DOE, Energy Exports, Energy Policy, FERC, Liquefied Natural Gas (LNG), Natural Gas

Liquefied Natural Gas (LNG) Exports from Louisiana and Florida Approved by DOE, While Alaska LNG Project Makes Progress

Shortly after finalizing its revised procedures for reviewing pending liquefied natural gas (“LNG”) export applications, the Department of Energy (“DOE”) issued final authorizations for two facilities to export LNG to countries that do not have a Free Trade Agreement with the United States (“non-FTA countries”).  You can read our previous post for details regarding changes to the DOE’s review process.  Having completed the required environmental review called for by the National Environmental Policy Act, Cameron LNG, LLC and Carib Energy LLC were reviewed by the DOE and approved to export LNG from their terminals in Louisiana and Florida, respectively.  Senator Mary Landrieu, Chair of the Senate Committee on Energy & Natural Resources, had pushed for the approval of the Cameron LNG project, noting that “Cameron LNG will create thousands of high-paying jobs in Southwest Louisiana, open new markets for American producers, and position the United States as an energy superpower.”  Senator Lisa Murkowski, Ranking Member of the Committee, applauded the DOE’s approvals as “further evidence that the administration is taking seriously requests for swifter action on applications to ship LNG to non-free trade countries.”

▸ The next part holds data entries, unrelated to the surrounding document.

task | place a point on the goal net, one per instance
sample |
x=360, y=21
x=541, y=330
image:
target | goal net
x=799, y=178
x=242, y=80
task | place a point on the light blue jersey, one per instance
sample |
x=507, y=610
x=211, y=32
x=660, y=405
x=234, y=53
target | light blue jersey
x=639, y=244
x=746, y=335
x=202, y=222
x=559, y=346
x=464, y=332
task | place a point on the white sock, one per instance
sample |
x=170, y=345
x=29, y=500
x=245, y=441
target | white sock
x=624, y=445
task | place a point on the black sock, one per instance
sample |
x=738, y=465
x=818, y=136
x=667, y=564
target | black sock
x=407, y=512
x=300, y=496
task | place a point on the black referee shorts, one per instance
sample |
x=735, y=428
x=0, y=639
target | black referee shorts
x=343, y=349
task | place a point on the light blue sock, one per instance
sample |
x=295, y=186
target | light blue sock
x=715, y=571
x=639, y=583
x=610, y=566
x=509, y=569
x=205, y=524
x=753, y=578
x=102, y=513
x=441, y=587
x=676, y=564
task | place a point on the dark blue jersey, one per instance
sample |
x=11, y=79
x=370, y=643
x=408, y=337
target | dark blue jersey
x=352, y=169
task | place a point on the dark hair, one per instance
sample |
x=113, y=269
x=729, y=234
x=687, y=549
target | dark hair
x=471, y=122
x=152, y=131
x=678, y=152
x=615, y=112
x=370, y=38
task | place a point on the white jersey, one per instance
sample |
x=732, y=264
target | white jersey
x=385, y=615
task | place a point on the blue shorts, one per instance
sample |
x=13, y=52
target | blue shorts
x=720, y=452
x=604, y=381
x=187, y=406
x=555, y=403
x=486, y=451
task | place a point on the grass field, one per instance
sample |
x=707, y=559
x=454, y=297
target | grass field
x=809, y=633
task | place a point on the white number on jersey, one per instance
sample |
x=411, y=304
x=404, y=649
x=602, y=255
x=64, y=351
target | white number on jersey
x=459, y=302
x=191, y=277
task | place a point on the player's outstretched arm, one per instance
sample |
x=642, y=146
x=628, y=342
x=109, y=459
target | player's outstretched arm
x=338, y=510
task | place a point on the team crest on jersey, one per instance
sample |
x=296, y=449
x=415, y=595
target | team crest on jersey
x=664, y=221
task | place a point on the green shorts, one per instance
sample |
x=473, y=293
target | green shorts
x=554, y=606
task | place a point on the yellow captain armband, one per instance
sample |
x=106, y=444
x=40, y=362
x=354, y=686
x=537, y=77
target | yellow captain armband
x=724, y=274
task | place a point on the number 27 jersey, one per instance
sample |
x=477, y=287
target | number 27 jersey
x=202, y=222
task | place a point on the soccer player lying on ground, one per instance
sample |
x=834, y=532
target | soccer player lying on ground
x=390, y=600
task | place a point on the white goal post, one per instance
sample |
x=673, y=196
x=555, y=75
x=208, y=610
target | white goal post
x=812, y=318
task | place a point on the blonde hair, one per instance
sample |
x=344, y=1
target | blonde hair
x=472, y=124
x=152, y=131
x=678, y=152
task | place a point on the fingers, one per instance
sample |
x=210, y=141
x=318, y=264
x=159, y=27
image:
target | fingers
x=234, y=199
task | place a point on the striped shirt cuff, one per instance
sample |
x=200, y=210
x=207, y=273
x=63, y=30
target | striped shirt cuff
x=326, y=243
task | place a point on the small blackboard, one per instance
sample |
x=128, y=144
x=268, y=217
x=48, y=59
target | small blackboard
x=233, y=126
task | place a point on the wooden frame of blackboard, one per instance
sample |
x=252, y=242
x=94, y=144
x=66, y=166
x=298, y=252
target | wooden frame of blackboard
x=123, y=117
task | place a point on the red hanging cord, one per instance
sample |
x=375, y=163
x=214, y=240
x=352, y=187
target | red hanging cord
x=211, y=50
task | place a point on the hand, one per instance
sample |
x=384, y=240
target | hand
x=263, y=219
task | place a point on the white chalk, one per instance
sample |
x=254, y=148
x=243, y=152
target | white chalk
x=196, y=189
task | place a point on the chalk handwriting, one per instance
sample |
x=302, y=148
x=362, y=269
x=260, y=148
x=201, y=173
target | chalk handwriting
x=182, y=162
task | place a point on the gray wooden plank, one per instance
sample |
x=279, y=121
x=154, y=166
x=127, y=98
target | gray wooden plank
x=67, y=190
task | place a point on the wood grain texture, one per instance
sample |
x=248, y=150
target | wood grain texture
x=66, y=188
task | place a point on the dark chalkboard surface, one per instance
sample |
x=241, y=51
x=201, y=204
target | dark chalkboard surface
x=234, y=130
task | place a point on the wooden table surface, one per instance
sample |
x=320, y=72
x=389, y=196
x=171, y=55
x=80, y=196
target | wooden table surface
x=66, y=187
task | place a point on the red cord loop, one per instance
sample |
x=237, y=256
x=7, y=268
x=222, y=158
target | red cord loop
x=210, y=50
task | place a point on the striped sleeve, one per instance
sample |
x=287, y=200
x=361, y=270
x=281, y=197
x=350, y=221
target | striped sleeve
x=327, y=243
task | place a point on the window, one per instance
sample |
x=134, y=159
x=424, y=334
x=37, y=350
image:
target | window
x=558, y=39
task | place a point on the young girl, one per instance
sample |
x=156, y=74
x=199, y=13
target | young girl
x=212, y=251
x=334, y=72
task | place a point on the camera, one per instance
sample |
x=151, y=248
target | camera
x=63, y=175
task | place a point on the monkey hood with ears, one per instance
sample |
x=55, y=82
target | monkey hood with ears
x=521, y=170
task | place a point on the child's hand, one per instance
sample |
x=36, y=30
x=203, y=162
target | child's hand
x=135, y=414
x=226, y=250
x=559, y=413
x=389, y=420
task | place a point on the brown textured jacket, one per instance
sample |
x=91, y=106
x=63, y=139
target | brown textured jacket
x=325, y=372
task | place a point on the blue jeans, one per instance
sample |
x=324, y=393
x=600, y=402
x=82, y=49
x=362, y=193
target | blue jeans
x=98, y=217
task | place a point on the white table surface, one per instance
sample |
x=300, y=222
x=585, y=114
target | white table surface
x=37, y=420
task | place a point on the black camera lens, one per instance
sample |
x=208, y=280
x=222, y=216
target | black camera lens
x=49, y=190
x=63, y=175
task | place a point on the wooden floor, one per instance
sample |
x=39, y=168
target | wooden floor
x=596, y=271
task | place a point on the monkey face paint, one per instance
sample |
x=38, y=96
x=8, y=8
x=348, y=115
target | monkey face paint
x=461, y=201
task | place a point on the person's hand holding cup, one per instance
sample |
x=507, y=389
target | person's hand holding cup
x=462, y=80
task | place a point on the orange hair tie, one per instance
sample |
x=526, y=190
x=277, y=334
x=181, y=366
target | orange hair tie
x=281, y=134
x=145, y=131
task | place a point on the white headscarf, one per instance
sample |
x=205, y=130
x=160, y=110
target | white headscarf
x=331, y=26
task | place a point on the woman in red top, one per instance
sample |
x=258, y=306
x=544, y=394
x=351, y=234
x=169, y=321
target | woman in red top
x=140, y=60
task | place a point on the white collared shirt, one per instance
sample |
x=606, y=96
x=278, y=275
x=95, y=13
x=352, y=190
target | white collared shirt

The DOE’s revised procedures apply only to exports from the lower-48 states and explicitly exclude Alaska, given the potential utility of issuing conditional authorizations for unique Alaskan projects.  The new procedures note:

The revised procedures will apply only to exports from the lower-48 states. In the Proposed Procedures Notice, DOE stated that no long-term applications to export LNG from Alaska were currently pending and, therefore, DOE could not say whether there may be unique features of Alaskan projects that would warrant exercise of the DOE’s discretionary authority to issue conditional decisions. After publishing the Proposed Procedures Notice, DOE received one application to export LNG from Alaska. See Alaska LNG Project LLC, Application for Long-Term Authorization to Export Liquefied Natural Gas, Docket No. 14–96–LNG (July 18, 2014). DOE will consider whether to issue a conditional decision on that application, or any future application to export from Alaska, in the context of those proceedings.

Liquefied-natural-gas-wallpaperThe Alaska LNG Project’s DOE application seeks authorization to export to FTA and non-FTA countries an aggregate of 20 million metric tons per year of LNG for a 30-year term, and it notes that the “unique nature of the proposed Alaska LNG project (“Project”), including the size, scope, costs, required upstream development, and project development timeline that are more significant than any LNG project in the lower 48 states of the United States (“lower 48”).”

The companies behind the Alaska LNG Project (Alaska Gasline Development Corporation, BP Alaska LNG LLC, ConocoPhillips Alaska LNG Company, ExxonMobil Alaska LNG LLC, and TransCanada Alaska Midstream LP) have since filed a Request to Commence Pre-Filing Process (Docket No. PF14-21)  with the Federal Energy Regulatory Commission (“FERC”).  The Request sets forth an anticipated schedule for the LNG project, including the submission of an application to FERC in September 2016 and requested authorization of the application by the agency no later than July 2018.  The Request suggests that the project will begin construction in 2018-2019 and be in service between 2024-2025.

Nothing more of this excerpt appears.